At Blend, we’re building tools to power a frictionless, more accessible consumer lending ecosystem. We want to ensure everyone who wants a loan (and qualifies for one) can apply easily.
Applying for a mortgage is a complicated and lengthy process that requires close collaboration between borrowers and loan officers. It is critical for lenders to provide timely help to borrowers, but it’s difficult to know when to step in. One project we worked on over the past few sprints aimed to tackle that ambiguity. We built a prototype to predict whether or a not a borrower would drop off from the application before it actually happened in real time – paving the way for lenders to provide timely help to troubled borrowers.
This is very different from how it has been done traditionally: typically a loan officer would call or email the potential borrower a few days after not seeing their application, but by this time the borrower is no longer in front of the application and has moved on. Our prototype used data collected by our real-time data pipeline, which collects the activities taken by a user as they walk through the application.
In this post, we’ll walk through how we created this prototype starting with data collection and exploration, then model building and parameter tuning, before discussing future improvements to our prototype.
Part I: Understanding Our Data
What data did we have to work with?
Predictive models are fueled by data. The most relevant data we had was activity tracking. For compliance reasons, we log every activity a borrower takes from the moment they start the application. Each activity has a verb that corresponds to a specific action in our application. For example, ‘logging in’ is a verb, as well as ‘going back in the workflow’ or ‘connecting a bank account’.
The initial dataset was prepared by collecting all activities taken by a user submitting an application within the last 30 days. We assigned each chain a label based on the user’s status: submitted or unsubmitted. We restricted the users to those who came from one lender to ensure that each user had to complete the same actions in the same order. This helped standardize our dataset.
After gathering and cleaning the data, we had something that looked like this:
Above you can see that each column corresponds to a specific user, while each row accounts for the nth action taken by the user. The first row is the first action taken by each user when they start the application.
How are borrowers who didn’t complete the application different than those who did?
After sourcing the dataset, we began exploring the data to identify distinctions between users who submitted applications and those who didn’t. We first looked at two parameters: the number of actions taken and time spent in the application. Indeed, we saw distinctions between the two groups:
On average, users who submitted completed more actions (124 median vs 44 median) and took more time in the application (22 hrs median vs 2hrs 30 min median).
Next, we wanted to examine how similar the paths that users took through the application were to each other. To do that, we first separated the data on application submission. Then we truncated each chain to the first 30 activities/verbs. After that, we calculated the edit distance for 300 randomly selected pairs of sequences, creating an edit distance matrix. Finally, we graphed the distribution of the matrix.

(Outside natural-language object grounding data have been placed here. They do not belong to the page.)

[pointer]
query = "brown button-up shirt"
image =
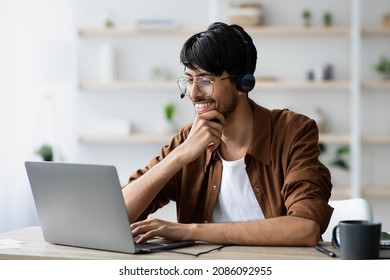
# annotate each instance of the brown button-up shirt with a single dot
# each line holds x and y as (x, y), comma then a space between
(282, 164)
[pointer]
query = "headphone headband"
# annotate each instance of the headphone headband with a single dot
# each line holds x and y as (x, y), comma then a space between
(245, 82)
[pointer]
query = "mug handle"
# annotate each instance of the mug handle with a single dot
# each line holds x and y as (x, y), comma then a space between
(335, 241)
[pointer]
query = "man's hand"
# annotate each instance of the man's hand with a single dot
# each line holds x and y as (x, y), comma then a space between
(206, 133)
(150, 228)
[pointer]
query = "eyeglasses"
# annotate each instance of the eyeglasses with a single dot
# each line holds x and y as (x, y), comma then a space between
(205, 85)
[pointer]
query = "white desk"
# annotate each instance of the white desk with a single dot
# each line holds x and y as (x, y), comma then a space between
(34, 247)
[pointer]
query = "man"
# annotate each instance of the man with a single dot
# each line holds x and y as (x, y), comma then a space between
(240, 173)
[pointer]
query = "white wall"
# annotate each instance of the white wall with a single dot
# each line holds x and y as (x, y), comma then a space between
(33, 30)
(36, 60)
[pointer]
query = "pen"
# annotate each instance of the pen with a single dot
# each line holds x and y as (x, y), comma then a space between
(325, 251)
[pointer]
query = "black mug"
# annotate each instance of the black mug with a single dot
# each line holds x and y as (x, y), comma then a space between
(357, 240)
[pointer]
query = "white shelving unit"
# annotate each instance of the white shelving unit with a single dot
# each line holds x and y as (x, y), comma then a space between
(355, 86)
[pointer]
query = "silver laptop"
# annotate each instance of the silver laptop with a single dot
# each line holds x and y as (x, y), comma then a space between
(82, 205)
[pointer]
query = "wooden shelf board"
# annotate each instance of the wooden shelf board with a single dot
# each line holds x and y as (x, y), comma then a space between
(315, 85)
(341, 192)
(131, 138)
(171, 84)
(376, 138)
(376, 85)
(261, 30)
(336, 138)
(376, 31)
(127, 32)
(128, 85)
(298, 31)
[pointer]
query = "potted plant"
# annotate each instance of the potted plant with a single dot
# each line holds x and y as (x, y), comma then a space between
(169, 112)
(383, 67)
(327, 19)
(46, 152)
(306, 15)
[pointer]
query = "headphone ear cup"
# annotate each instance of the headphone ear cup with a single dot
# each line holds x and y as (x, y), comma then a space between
(245, 82)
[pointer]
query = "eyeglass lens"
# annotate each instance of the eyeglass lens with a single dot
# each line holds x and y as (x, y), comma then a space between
(204, 85)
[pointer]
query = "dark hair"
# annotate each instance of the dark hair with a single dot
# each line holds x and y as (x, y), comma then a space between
(220, 48)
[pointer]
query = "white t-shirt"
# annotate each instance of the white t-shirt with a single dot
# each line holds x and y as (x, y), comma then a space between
(236, 200)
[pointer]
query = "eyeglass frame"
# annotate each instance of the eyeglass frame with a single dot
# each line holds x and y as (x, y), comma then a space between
(196, 79)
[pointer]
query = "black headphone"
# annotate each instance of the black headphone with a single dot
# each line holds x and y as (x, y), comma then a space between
(245, 82)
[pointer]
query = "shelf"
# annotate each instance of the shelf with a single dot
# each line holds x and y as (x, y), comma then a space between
(340, 192)
(127, 32)
(129, 85)
(298, 31)
(376, 139)
(159, 138)
(337, 138)
(171, 84)
(376, 31)
(315, 85)
(132, 138)
(334, 138)
(255, 31)
(376, 85)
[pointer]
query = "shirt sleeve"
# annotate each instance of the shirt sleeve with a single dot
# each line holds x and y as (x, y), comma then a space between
(307, 186)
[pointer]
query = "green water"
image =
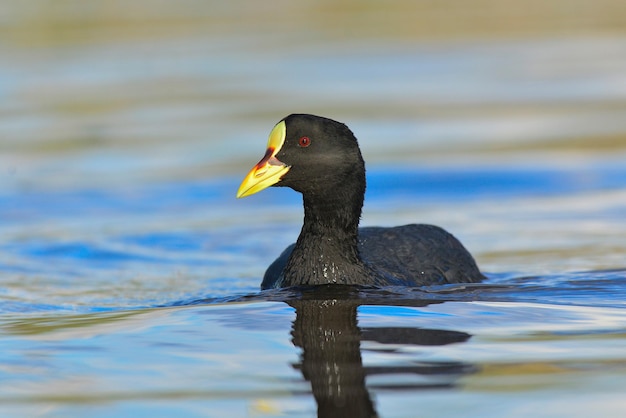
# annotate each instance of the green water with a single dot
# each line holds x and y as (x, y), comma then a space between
(129, 273)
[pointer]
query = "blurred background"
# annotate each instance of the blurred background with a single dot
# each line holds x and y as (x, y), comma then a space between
(107, 93)
(125, 128)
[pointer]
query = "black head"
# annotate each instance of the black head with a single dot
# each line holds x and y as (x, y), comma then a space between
(312, 155)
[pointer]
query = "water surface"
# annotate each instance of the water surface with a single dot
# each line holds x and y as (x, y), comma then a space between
(129, 273)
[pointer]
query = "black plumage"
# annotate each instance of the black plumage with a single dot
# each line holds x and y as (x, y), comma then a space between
(320, 158)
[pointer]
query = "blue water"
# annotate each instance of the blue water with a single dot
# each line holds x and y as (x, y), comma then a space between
(129, 273)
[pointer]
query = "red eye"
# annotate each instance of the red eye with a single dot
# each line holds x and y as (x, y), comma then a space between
(304, 142)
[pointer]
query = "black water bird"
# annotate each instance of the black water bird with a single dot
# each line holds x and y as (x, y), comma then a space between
(320, 158)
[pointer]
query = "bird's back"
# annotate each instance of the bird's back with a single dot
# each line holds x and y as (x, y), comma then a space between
(408, 255)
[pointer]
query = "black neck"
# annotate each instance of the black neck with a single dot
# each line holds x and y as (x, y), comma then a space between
(326, 251)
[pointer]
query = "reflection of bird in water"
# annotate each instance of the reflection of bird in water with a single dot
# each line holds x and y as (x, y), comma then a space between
(327, 332)
(320, 158)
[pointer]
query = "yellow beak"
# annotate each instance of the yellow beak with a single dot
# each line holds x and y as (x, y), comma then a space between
(269, 170)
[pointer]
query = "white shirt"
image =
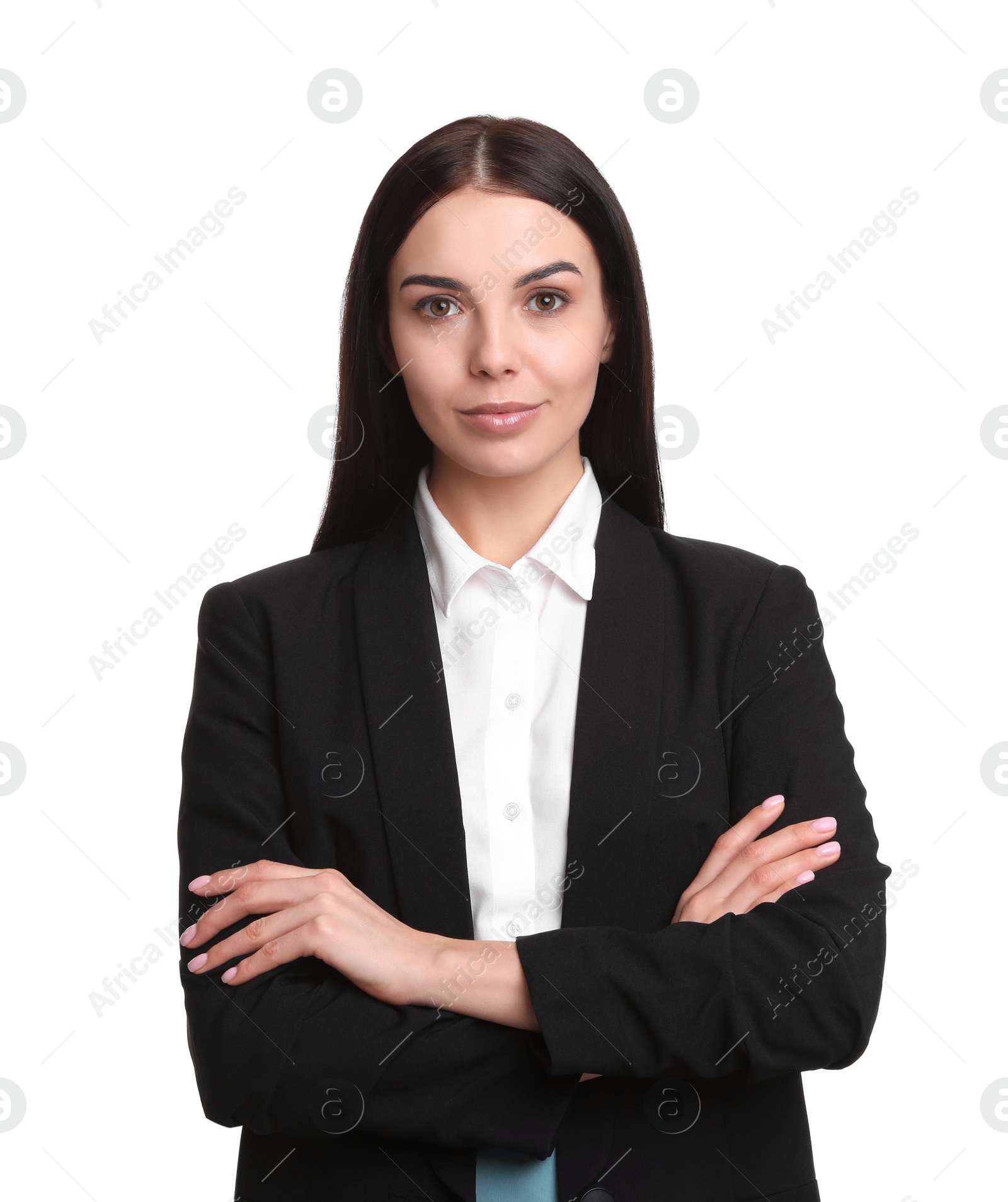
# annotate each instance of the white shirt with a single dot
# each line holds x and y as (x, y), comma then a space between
(511, 643)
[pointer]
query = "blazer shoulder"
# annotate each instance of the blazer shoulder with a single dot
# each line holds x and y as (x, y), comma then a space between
(716, 565)
(292, 582)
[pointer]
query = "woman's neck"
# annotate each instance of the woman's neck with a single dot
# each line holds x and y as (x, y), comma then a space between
(503, 517)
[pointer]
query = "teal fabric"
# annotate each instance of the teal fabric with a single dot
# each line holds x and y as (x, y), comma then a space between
(510, 1177)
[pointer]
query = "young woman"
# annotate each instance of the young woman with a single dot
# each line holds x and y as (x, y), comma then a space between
(510, 823)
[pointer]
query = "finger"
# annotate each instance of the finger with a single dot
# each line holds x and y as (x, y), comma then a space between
(255, 936)
(780, 876)
(292, 946)
(736, 837)
(251, 897)
(772, 849)
(226, 880)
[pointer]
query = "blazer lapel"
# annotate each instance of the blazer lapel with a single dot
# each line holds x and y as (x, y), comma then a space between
(617, 725)
(410, 730)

Interestingly, we saw that the distribution of the edit distances for completed and uncompleted applications were quite different. This suggested that users who submit have a more similar set of actions to one another, while users who did not submit took a more varied number of actions. This makes sense — there’s just one way to submit the application, but there are many ways to get lost.

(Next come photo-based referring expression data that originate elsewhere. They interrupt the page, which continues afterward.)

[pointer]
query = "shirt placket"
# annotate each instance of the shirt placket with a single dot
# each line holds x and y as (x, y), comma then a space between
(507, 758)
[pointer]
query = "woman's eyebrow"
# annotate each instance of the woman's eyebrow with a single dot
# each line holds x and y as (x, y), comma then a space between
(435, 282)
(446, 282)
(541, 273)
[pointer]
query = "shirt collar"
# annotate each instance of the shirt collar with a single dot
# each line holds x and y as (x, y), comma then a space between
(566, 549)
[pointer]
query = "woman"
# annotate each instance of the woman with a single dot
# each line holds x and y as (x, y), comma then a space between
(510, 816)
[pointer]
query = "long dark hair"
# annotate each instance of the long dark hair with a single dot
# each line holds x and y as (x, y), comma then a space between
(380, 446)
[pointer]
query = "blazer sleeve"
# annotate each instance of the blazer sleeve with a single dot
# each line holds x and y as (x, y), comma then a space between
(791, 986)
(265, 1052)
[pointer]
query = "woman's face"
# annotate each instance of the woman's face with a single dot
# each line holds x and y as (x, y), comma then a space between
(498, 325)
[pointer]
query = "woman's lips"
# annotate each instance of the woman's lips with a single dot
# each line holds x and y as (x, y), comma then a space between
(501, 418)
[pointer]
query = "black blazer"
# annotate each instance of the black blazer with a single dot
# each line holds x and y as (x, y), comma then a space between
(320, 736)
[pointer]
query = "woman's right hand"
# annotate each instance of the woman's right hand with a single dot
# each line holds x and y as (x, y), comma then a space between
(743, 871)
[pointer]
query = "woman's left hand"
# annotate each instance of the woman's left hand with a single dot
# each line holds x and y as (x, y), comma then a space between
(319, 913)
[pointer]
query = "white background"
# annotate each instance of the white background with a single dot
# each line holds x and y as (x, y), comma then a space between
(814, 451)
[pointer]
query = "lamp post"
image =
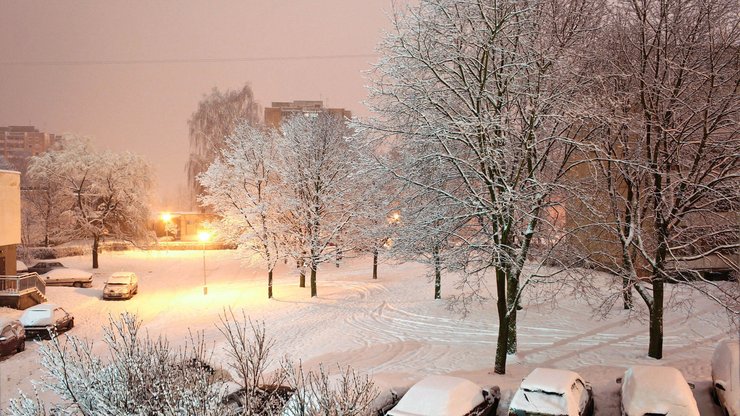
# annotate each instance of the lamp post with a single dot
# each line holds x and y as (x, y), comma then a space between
(204, 236)
(166, 218)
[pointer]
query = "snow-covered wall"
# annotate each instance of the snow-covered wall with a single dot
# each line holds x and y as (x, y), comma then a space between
(10, 208)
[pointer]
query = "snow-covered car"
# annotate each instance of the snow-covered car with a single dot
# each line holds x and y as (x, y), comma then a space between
(45, 319)
(548, 391)
(653, 390)
(726, 376)
(45, 266)
(12, 336)
(447, 396)
(121, 285)
(67, 277)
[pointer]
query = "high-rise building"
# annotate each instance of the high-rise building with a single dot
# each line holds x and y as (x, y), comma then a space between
(279, 111)
(19, 143)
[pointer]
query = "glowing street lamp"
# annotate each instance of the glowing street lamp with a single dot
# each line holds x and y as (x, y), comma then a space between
(166, 218)
(204, 236)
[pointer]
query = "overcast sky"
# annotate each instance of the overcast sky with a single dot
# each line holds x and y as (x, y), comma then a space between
(130, 73)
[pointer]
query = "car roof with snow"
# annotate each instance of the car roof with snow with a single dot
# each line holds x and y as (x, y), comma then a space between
(438, 396)
(655, 389)
(547, 391)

It looked like users who submitted and didn’t submit took a different number of actions, different amounts of time to complete the application and different paths through the application. This gave us a signal that it might be possible to predict application submission given the activity chain of the user.
Part II: Predicting Who Won’t Submit
How we first approached separating the two groups
After better understanding the distribution of our data, we felt more comfortable trying to predict borrower submissions.

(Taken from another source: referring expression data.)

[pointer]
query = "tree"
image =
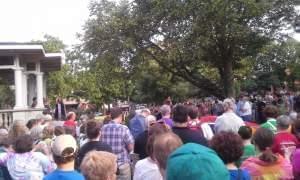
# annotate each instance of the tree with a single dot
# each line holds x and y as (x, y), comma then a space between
(59, 83)
(187, 37)
(51, 44)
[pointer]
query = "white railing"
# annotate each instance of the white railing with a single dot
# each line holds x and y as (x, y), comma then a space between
(7, 116)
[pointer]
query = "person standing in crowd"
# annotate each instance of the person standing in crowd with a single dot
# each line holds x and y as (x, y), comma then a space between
(229, 147)
(244, 109)
(228, 121)
(284, 142)
(245, 133)
(70, 123)
(192, 161)
(137, 124)
(121, 141)
(146, 169)
(93, 134)
(23, 163)
(259, 108)
(217, 108)
(193, 120)
(17, 129)
(267, 165)
(64, 150)
(99, 165)
(165, 111)
(180, 127)
(60, 110)
(141, 140)
(34, 102)
(270, 112)
(163, 146)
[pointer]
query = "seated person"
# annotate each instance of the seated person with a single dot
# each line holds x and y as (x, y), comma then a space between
(64, 150)
(25, 164)
(93, 133)
(229, 147)
(98, 165)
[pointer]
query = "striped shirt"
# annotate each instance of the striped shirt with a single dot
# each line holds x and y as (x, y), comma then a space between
(119, 138)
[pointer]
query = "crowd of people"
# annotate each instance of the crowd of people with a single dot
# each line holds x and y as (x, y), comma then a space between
(205, 141)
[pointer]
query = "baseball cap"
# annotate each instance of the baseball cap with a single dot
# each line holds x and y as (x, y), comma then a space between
(195, 162)
(61, 143)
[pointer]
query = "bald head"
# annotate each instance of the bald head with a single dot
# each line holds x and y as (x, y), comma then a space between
(163, 146)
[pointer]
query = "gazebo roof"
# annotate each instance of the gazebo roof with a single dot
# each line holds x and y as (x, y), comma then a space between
(32, 52)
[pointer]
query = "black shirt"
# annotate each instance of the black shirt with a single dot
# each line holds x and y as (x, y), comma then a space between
(140, 145)
(190, 136)
(89, 146)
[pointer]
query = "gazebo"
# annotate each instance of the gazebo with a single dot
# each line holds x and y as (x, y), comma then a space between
(25, 67)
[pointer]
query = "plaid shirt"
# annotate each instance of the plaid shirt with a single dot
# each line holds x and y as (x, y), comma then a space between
(118, 137)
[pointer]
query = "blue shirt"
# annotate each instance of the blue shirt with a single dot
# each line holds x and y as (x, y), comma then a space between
(118, 137)
(244, 175)
(64, 175)
(137, 125)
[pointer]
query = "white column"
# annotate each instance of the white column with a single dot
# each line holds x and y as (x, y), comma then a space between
(18, 84)
(39, 86)
(39, 90)
(25, 94)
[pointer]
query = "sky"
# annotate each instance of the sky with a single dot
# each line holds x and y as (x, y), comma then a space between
(26, 20)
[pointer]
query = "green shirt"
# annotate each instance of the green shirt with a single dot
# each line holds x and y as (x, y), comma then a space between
(270, 124)
(249, 151)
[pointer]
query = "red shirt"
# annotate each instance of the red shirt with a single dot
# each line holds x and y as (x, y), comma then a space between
(284, 143)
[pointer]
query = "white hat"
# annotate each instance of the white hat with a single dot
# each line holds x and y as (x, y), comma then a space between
(63, 142)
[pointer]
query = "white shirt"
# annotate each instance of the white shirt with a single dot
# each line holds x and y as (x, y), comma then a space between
(146, 169)
(245, 108)
(228, 121)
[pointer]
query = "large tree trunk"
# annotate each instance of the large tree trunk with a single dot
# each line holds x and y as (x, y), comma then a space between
(227, 79)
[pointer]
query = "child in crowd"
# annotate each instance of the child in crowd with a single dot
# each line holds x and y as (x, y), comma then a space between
(267, 165)
(23, 163)
(98, 165)
(229, 147)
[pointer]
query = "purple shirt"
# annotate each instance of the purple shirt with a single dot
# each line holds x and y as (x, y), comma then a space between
(118, 137)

Our training data consisted of sequences of actions. The fundamental problem we were trying to solve was sequence labeling: given a sequence, could we label it as submitted or not based only partial chains. Knowing if a user will submit or not with given the full sequence of actions is trivially easy – there’s a verb called ‘submitted application’. For our model to have value, we had to predict application submission earlier in the chain – more specifically within the first 30 actions. We chose the first 30 actions because 80% of users reach 30 actions within 20 minutes. This means that we know very quickly whether to intervene or not.
Because of the sequential nature of our data, we thought a recurrent neural network could be a good fit to solve our problem. A recurrent neural network (RNN) is a neural network whose output is a function of its previous outputs. (An introduction to RNNs can be found here. If you wish to dig deeper, check out Chapter 10 of Ian Goodfellow’s Deep Learning.) Recurrent neural networks have been proven to be able to solve many sequence labeling problems like sentiment analysis and part-of-speech tagging.
Dealing with data shortcomings
To ensure our RNN worked well, a data preprocessing step was critical. The first change we made to our training set was truncating each sequence to 30 verbs. When passed the full user activity chains, we think our model was weighing the features at the end of an application too heavily. This is because there are several borrower activities that occur at the very end of the application. These actions, when logged, correspond to an extremely high probability that the user will submit. (Intuitively that makes sense: if a borrower has already filled out all of their information and linked their bank accounts, then there is a really high probability that they will submit.) That proved problematic for our RNN because it was unable to accurately predict submission if a sequence didn’t have the highly weighted features. By truncating every sequence to 30 verbs, we improved the model’s generalization on shorter chains.
Our dataset was also imbalanced, as the number of uncompleted applications was vastly smaller than the number of completed applications (which speaks to the quality of our product). If we trained a model to predict if a borrower submitted or not, it could simply predict that every user will submit to reduce its loss function – arriving at a nominally impressive 86% accuracy. However, such a model would not be helpful at all – it would never correctly label borrowers who were struggling with the lending experience.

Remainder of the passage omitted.